In that group, I felt I was able to engage people in meaningful discussion, challenging some ideas (gently), while mutually affirming others even across deep differences of metaphysical belief. It was a member of that community that introduced me to my good friend, Marc. It was among those Unitarians that we had a celebration of our children joining the human community.

They aren’t all sugar and roses. Sometimes, a Unitarian will let loose an invective. They denounce war and act for peace. They denounce poverty and support public and private welfare efforts. They denounce the ongoing marginalization of same-sex couples in otherwise enlightened countries, and ally with others to change things. There is a strong social justice theme among Unitarians which is quite impressive.

Indeed, despite my complaint in the last post that I feel unable to voice clear objections to some of the silly (and occasionally dangerous) ideas that are expressed, some of my most cherished friendships have grown out of visiting Unitarian churches. I don’t, currently, identify myself as a Unitarian – mainly because it has been over two years since I attended a Unitarian church, but also because of things like the anti-atheist invective that Adam Lee discovered in a book introducing Unitarianism. But for humanists and atheists who want a church-like setting without all the dogma, I suspect a Unitarian church is your best bet for matching values and for not having to hide or set aside your own beliefs.

The Unitarians (like any freethinking community of people) are a diverse lot, and every congregation has a different feel. If you’re in a place where there is lots of choice (we had four Unitarian churches within reasonable access when we lived in Boston, with more in the city if we’d had a car to get to them), then shop around. Otherwise, it still shouldn’t hurt to see what’s nearby.

You might get lucky, as we did in Edinburgh, and have someone like Maud as your minister. Here she is, addressing the Scottish Parliament in their “Time for Reflection”:

(I found this video serendipitously while finding the link to the Edinburgh congregation – and somehow she seems to speak to much of what I wanted to say in this post. Also, note that the Scottish politicians don’t call it “prayer time” or “invocation” – they call it “Time for Reflection”. Such an inclusive and worthwhile title. Good for them!)

 

Belief without evidence (1 of 6): Skepticism versus religion

2014/06/08

Religious believers believe things without sufficient evidence.

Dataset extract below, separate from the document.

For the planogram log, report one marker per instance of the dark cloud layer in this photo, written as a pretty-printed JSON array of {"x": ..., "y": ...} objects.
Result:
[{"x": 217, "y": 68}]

This is a common accusation leveled by skeptics of religion (and many other belief systems). Believers respond, in general, with one or both of the following tactics: “faith is a good thing” (the so-what response) and “skeptics have faith too; and anyway their faith is even more extreme than ours” (the I-know-you-are-but-what-am-I response).

Now, the first approach is simply silly and indefensible. For example, faith as belief-without-evidence* is categorically not a virtue. Perhaps I’ll spend some electrons elaborating on that some other time. But my position seems so self-evidently true that, for now, I’ll just assert it.

But the second approach has a kernel of truth in it. There are some things that even the most ardent skeptic accepts without evidence. Instead of the knee jerk response (“am not!”) that I am tempted to offer, I thought I’d take the accusation on in a more considered and honest manner.

I will begin by offering a frank list of some of the things (facts and values) I accept without rational evidence (and some I don’t).

Following that, I will compare this list to some things religious believers accept as true without rational evidence.

Finally, I will discuss why the skeptical list of assumptions is preferable to the religious list.

Naturally, I would like this to add up to an airtight case for religious skepticism. In my fantasy, everyone who reads it will end up agreeing with me. But, you know, feel free to point out how reality deviates from my fantasy. In particular, please tell me if you spot an error, omission, or whatever. (You can also tell me if you think I’m spot on – I like hearing that too.)

Footnotes:

* Yes, I know that “faith” can cover more than just “belief without evidence”. But the element of faith that skeptics object to is believing without evidence, and that is a key part of the broader definition of the word.